Always say “I love you” before you part ways; you never know if that is the last time you will see them. Tell others how you feel TODAY because we are not guaranteed tomorrow. These were just words to me in the past. It took a tragedy to make me see how important it really is. My husband always told me “you’re stronger than you know.” I remember thinking yeah, yeah of course I am. As it turns out, I’ve found a strength that I didn’t know I had. It did not happen overnight (remember, this is year 8) and I still struggle; I imagine I always will. My strength came slowly and as I woke everyday and looked at my daughter’s face, I managed to find the strength to put one foot in front of the other. I felt like I had to be ok…for her.

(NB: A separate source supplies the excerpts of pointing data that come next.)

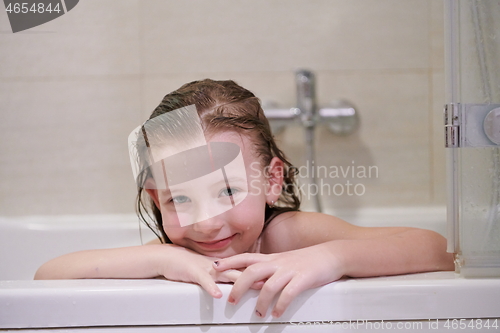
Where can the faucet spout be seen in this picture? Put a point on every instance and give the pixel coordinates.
(306, 96)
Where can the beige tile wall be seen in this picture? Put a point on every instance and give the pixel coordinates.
(72, 89)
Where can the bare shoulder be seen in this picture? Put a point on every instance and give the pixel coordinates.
(294, 230)
(154, 241)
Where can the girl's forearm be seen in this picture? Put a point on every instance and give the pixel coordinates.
(409, 251)
(127, 262)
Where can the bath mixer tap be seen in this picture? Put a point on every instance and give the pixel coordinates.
(341, 118)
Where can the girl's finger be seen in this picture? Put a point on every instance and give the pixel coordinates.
(289, 293)
(252, 274)
(206, 282)
(231, 275)
(270, 289)
(239, 261)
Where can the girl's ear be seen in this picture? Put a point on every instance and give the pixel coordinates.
(274, 180)
(149, 186)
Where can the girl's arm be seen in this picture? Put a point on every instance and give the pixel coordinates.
(170, 261)
(309, 250)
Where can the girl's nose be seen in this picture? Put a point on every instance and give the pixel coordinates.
(209, 225)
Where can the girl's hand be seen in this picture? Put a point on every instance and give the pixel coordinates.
(188, 266)
(288, 272)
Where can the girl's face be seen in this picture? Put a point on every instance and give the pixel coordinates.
(235, 230)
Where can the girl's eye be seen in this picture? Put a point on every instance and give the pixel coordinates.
(180, 199)
(229, 191)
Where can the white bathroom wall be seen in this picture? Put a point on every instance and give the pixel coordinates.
(72, 89)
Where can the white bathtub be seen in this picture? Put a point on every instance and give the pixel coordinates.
(418, 302)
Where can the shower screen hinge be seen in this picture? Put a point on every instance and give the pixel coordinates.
(451, 126)
(471, 125)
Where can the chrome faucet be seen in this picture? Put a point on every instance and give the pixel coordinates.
(341, 118)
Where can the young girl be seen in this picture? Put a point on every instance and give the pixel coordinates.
(241, 227)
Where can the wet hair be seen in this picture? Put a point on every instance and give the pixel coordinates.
(225, 106)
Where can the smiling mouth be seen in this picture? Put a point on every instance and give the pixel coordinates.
(218, 244)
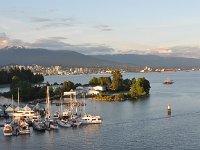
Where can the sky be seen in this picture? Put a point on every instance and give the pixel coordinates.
(161, 27)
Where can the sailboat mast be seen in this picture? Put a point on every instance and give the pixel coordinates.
(47, 103)
(12, 104)
(84, 104)
(18, 98)
(61, 104)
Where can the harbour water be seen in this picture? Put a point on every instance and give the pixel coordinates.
(141, 124)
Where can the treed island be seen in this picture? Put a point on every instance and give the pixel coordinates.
(32, 87)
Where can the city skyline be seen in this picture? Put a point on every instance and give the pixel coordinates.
(100, 27)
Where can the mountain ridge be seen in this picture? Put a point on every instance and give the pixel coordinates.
(28, 56)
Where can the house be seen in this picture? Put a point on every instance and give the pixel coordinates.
(99, 88)
(9, 110)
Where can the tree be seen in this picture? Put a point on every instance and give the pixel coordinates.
(139, 87)
(94, 81)
(133, 90)
(116, 81)
(127, 84)
(105, 81)
(67, 86)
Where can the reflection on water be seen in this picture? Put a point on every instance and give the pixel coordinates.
(141, 124)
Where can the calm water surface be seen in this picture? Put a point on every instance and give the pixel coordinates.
(142, 124)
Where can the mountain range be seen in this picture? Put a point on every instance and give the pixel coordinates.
(27, 56)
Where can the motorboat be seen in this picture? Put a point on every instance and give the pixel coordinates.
(168, 81)
(24, 127)
(51, 125)
(64, 123)
(39, 126)
(91, 119)
(7, 129)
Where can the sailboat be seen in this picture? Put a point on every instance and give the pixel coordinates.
(90, 119)
(50, 124)
(7, 129)
(61, 116)
(169, 109)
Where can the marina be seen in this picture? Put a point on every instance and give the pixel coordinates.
(141, 124)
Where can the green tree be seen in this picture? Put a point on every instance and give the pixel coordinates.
(117, 81)
(94, 81)
(105, 81)
(127, 84)
(133, 90)
(67, 86)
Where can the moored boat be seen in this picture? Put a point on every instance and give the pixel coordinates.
(64, 123)
(39, 126)
(90, 119)
(7, 129)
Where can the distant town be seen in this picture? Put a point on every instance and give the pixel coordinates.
(60, 70)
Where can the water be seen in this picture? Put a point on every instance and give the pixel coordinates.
(141, 124)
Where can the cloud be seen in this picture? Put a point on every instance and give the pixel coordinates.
(104, 28)
(164, 51)
(4, 40)
(186, 51)
(57, 44)
(39, 19)
(58, 38)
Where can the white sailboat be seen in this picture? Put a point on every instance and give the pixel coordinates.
(7, 129)
(90, 119)
(50, 124)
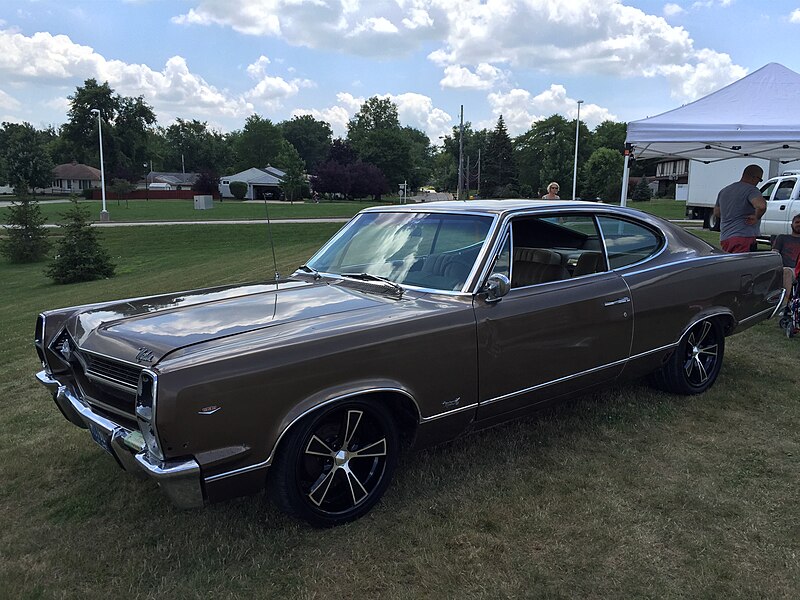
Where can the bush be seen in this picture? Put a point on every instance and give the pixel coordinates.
(238, 189)
(79, 257)
(26, 238)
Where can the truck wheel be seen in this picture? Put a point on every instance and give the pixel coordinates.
(336, 464)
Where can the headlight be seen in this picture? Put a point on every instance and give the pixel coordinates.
(146, 411)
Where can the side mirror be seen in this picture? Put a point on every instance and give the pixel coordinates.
(496, 286)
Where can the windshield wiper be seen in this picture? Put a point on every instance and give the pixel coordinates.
(399, 289)
(310, 270)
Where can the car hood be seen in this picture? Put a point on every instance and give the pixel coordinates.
(143, 331)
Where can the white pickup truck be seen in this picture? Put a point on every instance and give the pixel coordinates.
(783, 202)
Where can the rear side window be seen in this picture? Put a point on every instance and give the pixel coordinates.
(785, 187)
(628, 243)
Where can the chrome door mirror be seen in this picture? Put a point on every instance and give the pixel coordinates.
(496, 286)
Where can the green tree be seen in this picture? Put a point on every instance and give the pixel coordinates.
(258, 144)
(79, 255)
(26, 238)
(192, 146)
(25, 155)
(311, 138)
(602, 175)
(610, 134)
(499, 170)
(294, 180)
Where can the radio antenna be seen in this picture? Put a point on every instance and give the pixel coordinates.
(271, 241)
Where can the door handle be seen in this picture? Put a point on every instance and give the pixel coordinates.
(623, 300)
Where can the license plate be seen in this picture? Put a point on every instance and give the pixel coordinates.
(101, 438)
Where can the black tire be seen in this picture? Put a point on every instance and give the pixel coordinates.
(695, 364)
(336, 464)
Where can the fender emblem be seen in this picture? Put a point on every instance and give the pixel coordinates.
(145, 355)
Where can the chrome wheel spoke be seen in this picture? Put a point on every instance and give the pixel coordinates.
(353, 420)
(316, 447)
(373, 450)
(701, 369)
(357, 491)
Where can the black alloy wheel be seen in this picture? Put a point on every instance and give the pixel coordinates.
(336, 464)
(696, 362)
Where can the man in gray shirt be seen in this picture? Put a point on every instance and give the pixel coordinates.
(739, 208)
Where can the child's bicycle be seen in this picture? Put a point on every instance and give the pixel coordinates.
(790, 321)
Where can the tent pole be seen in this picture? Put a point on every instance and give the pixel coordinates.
(623, 196)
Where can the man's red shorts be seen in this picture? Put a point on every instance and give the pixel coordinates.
(738, 244)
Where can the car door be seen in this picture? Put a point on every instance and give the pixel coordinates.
(562, 333)
(782, 204)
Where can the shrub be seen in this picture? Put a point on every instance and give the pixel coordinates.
(26, 238)
(79, 255)
(238, 189)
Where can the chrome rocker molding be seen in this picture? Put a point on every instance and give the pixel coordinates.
(179, 479)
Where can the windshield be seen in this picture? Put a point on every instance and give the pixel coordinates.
(428, 250)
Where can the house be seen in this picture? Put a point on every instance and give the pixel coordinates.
(171, 181)
(71, 178)
(261, 183)
(669, 174)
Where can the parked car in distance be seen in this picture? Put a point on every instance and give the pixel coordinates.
(413, 325)
(783, 202)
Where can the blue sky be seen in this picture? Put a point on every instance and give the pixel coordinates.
(221, 60)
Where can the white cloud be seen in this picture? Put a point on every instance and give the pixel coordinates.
(484, 77)
(671, 9)
(520, 109)
(376, 28)
(712, 71)
(8, 102)
(413, 110)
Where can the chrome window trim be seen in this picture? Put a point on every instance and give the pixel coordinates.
(268, 461)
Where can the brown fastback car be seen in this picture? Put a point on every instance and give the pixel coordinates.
(412, 324)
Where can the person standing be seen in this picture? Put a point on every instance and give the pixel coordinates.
(739, 209)
(552, 192)
(788, 246)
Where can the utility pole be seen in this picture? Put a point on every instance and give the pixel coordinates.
(460, 154)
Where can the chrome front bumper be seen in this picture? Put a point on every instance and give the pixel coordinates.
(179, 479)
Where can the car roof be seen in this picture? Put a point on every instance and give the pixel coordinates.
(491, 207)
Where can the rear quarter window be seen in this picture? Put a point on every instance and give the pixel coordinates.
(627, 242)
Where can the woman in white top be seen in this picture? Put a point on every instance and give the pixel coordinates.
(552, 192)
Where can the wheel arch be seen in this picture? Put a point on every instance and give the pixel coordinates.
(401, 404)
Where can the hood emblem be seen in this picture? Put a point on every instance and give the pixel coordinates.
(145, 355)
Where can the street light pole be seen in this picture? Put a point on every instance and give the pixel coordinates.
(575, 172)
(104, 212)
(460, 154)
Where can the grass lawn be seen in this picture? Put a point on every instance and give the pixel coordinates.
(624, 493)
(183, 210)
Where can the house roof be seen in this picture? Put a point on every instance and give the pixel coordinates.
(755, 116)
(76, 171)
(172, 178)
(256, 176)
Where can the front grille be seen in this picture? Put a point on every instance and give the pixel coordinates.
(106, 368)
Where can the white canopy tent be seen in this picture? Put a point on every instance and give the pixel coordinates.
(757, 116)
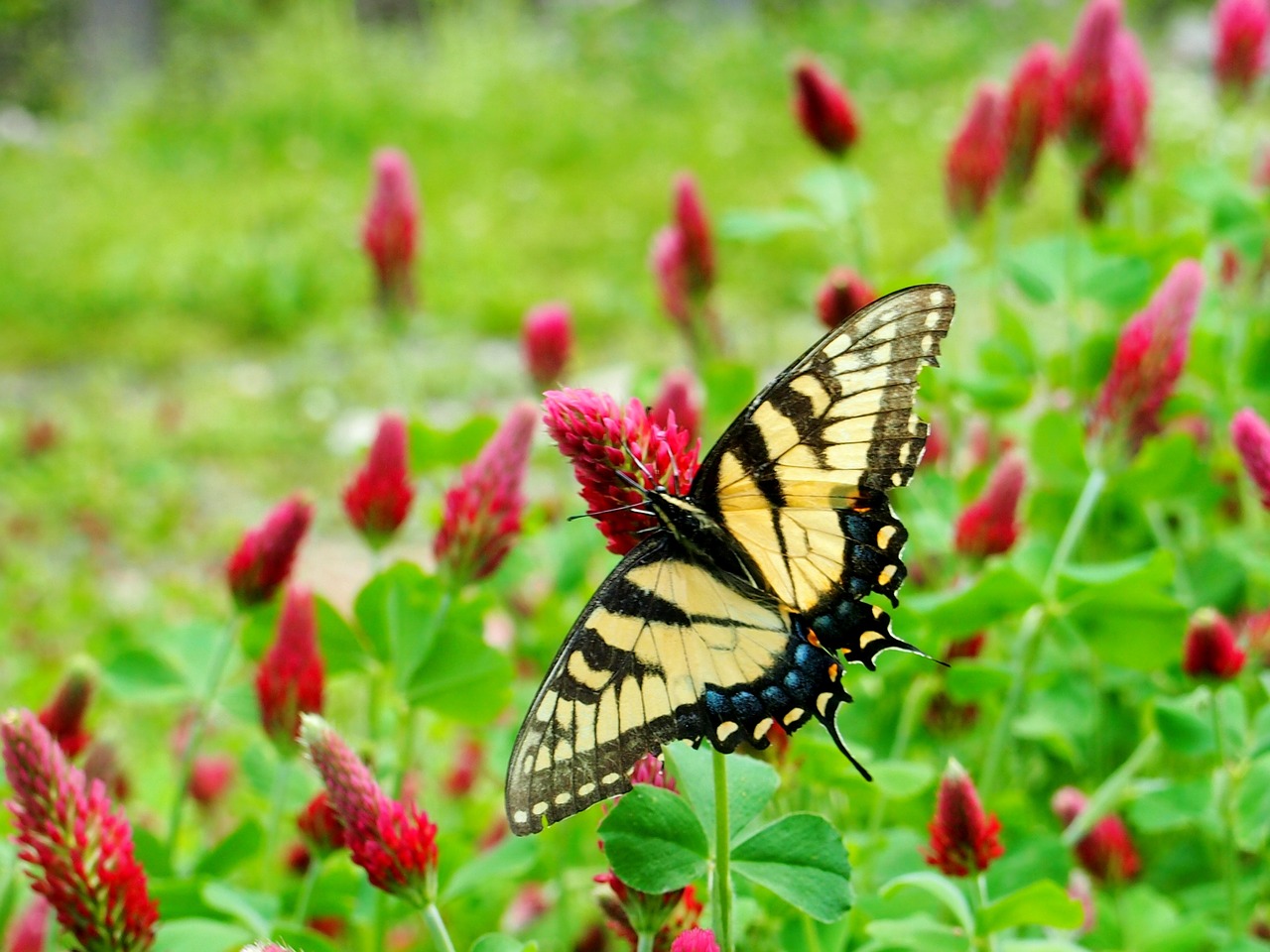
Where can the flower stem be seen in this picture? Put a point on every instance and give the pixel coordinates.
(218, 662)
(1229, 858)
(722, 857)
(1030, 630)
(437, 928)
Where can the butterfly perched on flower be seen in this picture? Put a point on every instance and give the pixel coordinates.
(737, 612)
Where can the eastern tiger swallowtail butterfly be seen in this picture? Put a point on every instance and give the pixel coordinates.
(730, 617)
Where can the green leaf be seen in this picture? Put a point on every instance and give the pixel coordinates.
(436, 448)
(143, 675)
(751, 784)
(802, 860)
(203, 934)
(940, 889)
(1043, 902)
(1184, 725)
(235, 849)
(653, 841)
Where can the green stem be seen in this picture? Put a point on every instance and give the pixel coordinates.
(1105, 796)
(1029, 634)
(1230, 856)
(218, 662)
(437, 928)
(722, 857)
(307, 890)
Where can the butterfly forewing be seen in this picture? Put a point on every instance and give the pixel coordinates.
(667, 649)
(801, 477)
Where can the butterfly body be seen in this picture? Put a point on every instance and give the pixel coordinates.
(731, 617)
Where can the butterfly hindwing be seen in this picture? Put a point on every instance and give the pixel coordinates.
(667, 649)
(801, 477)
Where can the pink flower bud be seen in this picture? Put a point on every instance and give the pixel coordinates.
(547, 340)
(1030, 113)
(390, 230)
(1241, 28)
(1251, 436)
(209, 777)
(264, 556)
(694, 227)
(1106, 852)
(824, 109)
(379, 498)
(79, 849)
(1150, 358)
(1210, 649)
(976, 157)
(679, 397)
(842, 295)
(989, 525)
(481, 512)
(394, 842)
(291, 675)
(603, 439)
(64, 716)
(964, 839)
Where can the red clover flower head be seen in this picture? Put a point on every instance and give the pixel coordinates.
(79, 848)
(290, 680)
(964, 839)
(611, 447)
(64, 716)
(1210, 649)
(989, 526)
(1241, 28)
(394, 842)
(264, 556)
(842, 295)
(1150, 358)
(1030, 114)
(1106, 852)
(481, 512)
(825, 109)
(390, 231)
(547, 340)
(976, 157)
(1251, 436)
(379, 498)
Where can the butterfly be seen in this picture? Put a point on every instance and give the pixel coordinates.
(733, 615)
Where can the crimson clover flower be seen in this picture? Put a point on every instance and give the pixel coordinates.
(390, 232)
(613, 449)
(989, 525)
(824, 109)
(1210, 648)
(677, 403)
(79, 848)
(976, 157)
(964, 839)
(547, 340)
(291, 675)
(1239, 28)
(1251, 436)
(1106, 852)
(393, 841)
(320, 825)
(1150, 358)
(380, 494)
(842, 295)
(481, 512)
(64, 716)
(1030, 114)
(264, 556)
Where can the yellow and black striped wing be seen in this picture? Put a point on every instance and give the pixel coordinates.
(667, 649)
(801, 477)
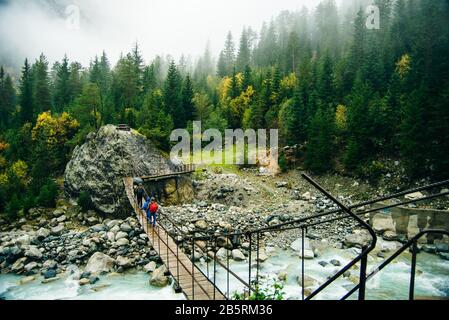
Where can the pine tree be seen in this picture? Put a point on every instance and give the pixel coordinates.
(62, 94)
(41, 86)
(247, 78)
(234, 87)
(320, 142)
(7, 99)
(26, 95)
(244, 54)
(187, 100)
(172, 96)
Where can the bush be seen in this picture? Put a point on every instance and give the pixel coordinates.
(47, 195)
(283, 162)
(85, 202)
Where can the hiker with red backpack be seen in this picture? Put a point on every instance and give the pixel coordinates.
(151, 208)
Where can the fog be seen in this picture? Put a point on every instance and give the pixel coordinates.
(173, 27)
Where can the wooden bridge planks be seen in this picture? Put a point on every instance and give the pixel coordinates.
(194, 284)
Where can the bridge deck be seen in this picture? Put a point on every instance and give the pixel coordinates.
(194, 284)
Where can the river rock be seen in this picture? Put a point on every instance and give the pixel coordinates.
(125, 227)
(308, 250)
(123, 262)
(359, 240)
(222, 254)
(122, 242)
(30, 266)
(57, 231)
(150, 267)
(308, 281)
(23, 240)
(27, 280)
(201, 224)
(42, 233)
(33, 252)
(100, 263)
(49, 274)
(99, 165)
(121, 235)
(158, 278)
(414, 196)
(18, 264)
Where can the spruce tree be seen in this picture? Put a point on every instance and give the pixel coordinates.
(26, 95)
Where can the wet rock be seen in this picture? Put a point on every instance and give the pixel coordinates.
(359, 239)
(42, 233)
(100, 263)
(150, 267)
(57, 231)
(121, 235)
(122, 242)
(123, 262)
(33, 252)
(308, 281)
(158, 278)
(49, 274)
(335, 263)
(27, 280)
(99, 165)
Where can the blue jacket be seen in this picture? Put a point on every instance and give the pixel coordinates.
(146, 206)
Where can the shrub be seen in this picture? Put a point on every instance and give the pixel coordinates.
(271, 292)
(84, 201)
(47, 195)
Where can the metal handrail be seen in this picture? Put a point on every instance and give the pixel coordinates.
(410, 243)
(344, 212)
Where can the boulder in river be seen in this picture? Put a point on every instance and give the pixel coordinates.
(158, 278)
(99, 263)
(98, 167)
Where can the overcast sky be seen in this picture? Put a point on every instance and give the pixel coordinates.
(28, 28)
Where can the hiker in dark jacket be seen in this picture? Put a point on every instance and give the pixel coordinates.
(140, 193)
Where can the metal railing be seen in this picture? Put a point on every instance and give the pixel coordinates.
(209, 239)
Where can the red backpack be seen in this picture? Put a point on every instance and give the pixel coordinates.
(154, 207)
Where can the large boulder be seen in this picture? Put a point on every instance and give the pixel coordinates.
(99, 165)
(158, 278)
(99, 263)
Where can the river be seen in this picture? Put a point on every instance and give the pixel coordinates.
(432, 280)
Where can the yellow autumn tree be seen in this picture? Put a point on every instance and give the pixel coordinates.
(239, 105)
(51, 135)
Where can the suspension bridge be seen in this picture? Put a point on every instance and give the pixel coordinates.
(178, 250)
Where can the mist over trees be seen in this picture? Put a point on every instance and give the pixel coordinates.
(352, 96)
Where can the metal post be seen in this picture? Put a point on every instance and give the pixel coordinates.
(363, 265)
(227, 272)
(257, 265)
(168, 258)
(215, 265)
(177, 261)
(249, 263)
(193, 267)
(413, 271)
(302, 263)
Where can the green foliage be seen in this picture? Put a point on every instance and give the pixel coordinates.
(270, 292)
(320, 143)
(13, 207)
(85, 202)
(47, 195)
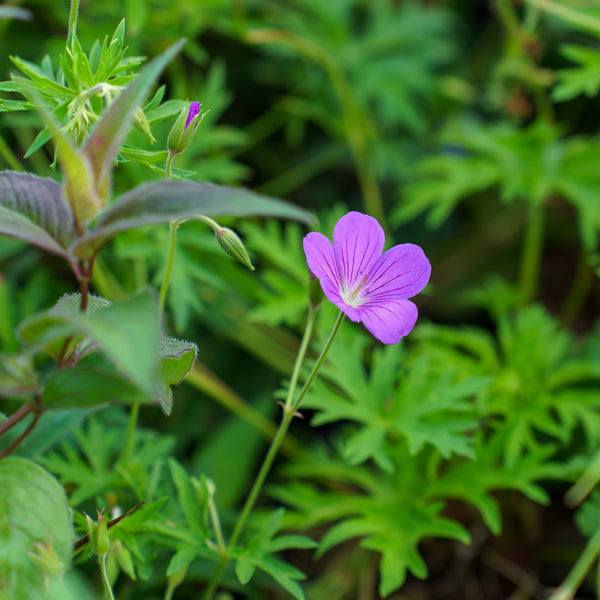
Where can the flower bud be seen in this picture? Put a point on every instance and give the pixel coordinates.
(231, 243)
(184, 128)
(98, 532)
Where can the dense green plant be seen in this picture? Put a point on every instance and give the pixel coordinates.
(478, 147)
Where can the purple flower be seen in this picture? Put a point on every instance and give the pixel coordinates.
(192, 112)
(368, 286)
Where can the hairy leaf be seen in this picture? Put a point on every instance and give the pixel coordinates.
(35, 523)
(34, 209)
(163, 201)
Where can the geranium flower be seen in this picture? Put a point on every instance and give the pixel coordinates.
(368, 286)
(193, 110)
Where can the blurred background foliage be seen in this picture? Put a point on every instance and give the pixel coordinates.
(468, 127)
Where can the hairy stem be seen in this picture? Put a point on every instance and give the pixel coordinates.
(21, 437)
(15, 418)
(162, 298)
(73, 13)
(105, 581)
(531, 257)
(580, 288)
(289, 412)
(130, 435)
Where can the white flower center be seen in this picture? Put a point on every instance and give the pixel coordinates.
(354, 296)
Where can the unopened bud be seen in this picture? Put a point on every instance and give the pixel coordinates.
(143, 124)
(98, 532)
(231, 243)
(183, 131)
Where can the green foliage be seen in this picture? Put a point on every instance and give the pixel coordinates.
(523, 163)
(382, 403)
(402, 108)
(582, 79)
(36, 531)
(257, 554)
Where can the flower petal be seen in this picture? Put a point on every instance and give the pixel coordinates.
(389, 320)
(401, 272)
(319, 257)
(358, 241)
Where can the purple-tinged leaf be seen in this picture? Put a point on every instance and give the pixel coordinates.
(104, 140)
(34, 209)
(162, 201)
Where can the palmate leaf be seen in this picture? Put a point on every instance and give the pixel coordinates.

I also learned that you cannot rush healing. I wanted so badly to be ‘ok’. I had no idea how long was an appropriate time to grieve (there is no appropriate time). I wanted people to stop looking at me with pity in their eyes. So I tried very hard to be ok. I tried to rush the process. And when I wasn’t rushing it, I was trying to numb it. But pain and unresolved feelings, including grief, have a knack of showing up at the most inopportune times. Like in the middle of Hobby Lobby while I was minding my own business, shopping for who knows what. All of a sudden, seemingly out of nowhere, I burst into tears (like seriously ugly cry kind of tears) because I had a thought about the last time my husband and I were in this store. All the feelings I had been repressing spilled right out of me, for all the world (or at least the store) to see. I had to leave cause I was a hot mess. Then there was the time I was giving my daughter a bath. As she sat there splashing in the tub my mind wandered back to when my husband was alive and we would all be in the bathroom laughing and playing. It’s bad enough to start sobbing in a store in front of a bunch of people you don’t know who you are unlikely to see again. It is awfully terrifying to a child to see her mother loose it. As I mentioned in another post, there is no quick way to heal. You have to go through the process. You HAVE to go through the process.

I cannot take credit for the healing. Not a day went by that I didn’t constantly pray for guidance and clarity and the strength to make it through the day…if only 5 minutes at a time. I lost my best friend, the love of my life. I was left with a gaping hole. I will, someday, feel whole again. My heart will fully heal, the (w)hole will be mended and my scars will remind me of a strength I never knew I had. What I am left with, by His grace, is my daughter…the best of us both and my most precious gift.

1,361 thoughts on “Lessons I’ve Learned”

  1. Well said!
    I think that it’s more important that we are honest with our wounds for our children just so they can see us heal. Letting them know it’s ok to feel loss – they’ll go through some sort of it themselves someday.
    He would truly be so proud of you.